For more Information, please contact:
T: 1.888.520.1414 (Ext. 231)
This press release contains forward-looking information within the meaning of applicable securities laws. All information and statements other than statements of historical facts contained in this press release are forward-looking information. Such statements and information may be identified by words such as “about”, “approximately”, “may”, “believes”, “expects”, “will”, “intend”, “should”, “plan”, “predict”, “potential”, “project”, “anticipate”, “estimate”, “continue” or similar words or the negative thereof or other comparable terminology. Such forward-looking information includes, without limitation, statements pertaining to the anticipated closing of the balance of the acquisition and the business strategy and plans, and objectives of or involving the Corporation. The forward-looking information is based on certain key expectations and assumptions made by the Corporation, including expectations and assumptions concerning satisfaction of all conditions of closing, the receipt of required approvals and the availability of capital resources. Although the Corporation believes that the expectations and assumptions on which such forward-looking information is based are reasonable, undue reliance should not be placed on the forward-looking information since no assurance can be given that they will prove to be correct. Actual results could differ materially from those currently anticipated due to a number of factors and risks.
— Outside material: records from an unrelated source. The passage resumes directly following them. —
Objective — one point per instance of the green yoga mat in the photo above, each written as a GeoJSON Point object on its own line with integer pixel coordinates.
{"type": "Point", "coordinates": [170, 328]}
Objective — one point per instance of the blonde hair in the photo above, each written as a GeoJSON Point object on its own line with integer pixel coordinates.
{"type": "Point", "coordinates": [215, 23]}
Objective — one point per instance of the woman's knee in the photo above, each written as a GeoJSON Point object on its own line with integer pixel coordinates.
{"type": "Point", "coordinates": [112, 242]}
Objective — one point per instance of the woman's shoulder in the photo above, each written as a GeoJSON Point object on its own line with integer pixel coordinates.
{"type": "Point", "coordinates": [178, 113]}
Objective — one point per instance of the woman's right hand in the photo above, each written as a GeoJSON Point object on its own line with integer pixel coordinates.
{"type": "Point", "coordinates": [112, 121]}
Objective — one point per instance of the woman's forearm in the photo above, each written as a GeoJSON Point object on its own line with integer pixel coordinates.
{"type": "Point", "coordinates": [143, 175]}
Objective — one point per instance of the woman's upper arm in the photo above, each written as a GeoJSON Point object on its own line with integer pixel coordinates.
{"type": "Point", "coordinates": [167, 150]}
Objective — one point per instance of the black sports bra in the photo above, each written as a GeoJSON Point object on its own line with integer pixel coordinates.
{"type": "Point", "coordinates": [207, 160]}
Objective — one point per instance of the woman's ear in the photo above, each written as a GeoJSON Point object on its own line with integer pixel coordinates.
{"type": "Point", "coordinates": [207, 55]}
These include, but are not limited to, the risks related to the acquisition, the effect of the COVID-19 pandemic on the Corporation’s financial condition, the real estate industry, and society as a whole, the market for the common shares, volatility of market price for common shares and other risks generally attributable to the business of the Corporation. For additional information with respect to risks and uncertainties, refer to the annual MD&A of the Corporation for the year ended December 31, 2020 and to the other periodic filings that the Corporation has made and may make in the future with the securities commissions or similar regulatory authorities in Canada, all of which are available under the Corporation’s SEDAR profile at www.sedar.com.
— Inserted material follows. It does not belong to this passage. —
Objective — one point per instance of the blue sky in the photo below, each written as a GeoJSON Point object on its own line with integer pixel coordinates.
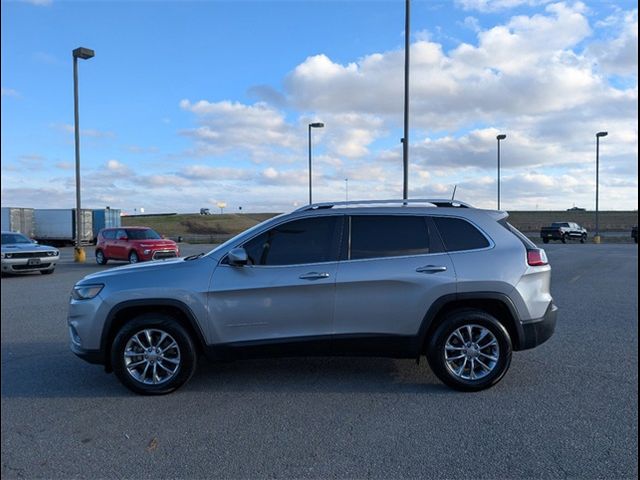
{"type": "Point", "coordinates": [187, 104]}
THE FORWARD-LOOKING INFORMATION CONTAINED IN THIS PRESS RELEASE REPRESENTS THE EXPECTATIONS OF THE CORPORATION AS OF THE DATE OF THIS PRESS RELEASE AND, ACCORDINGLY, IS SUBJECT TO CHANGE AFTER SUCH DATE. READERS SHOULD NOT PLACE UNDUE IMPORTANCE ON FORWARD-LOOKING INFORMATION AND SHOULD NOT RELY UPON THIS INFORMATION AS OF ANY OTHER DATE. WHILE THE CORPORATION MAY ELECT TO, IT DOES NOT UNDERTAKE TO UPDATE THIS INFORMATION AT ANY PARTICULAR TIME EXCEPT AS REQUIRED IN ACCORDANCE WITH APPLICABLE SECURITIES LEGISLATION.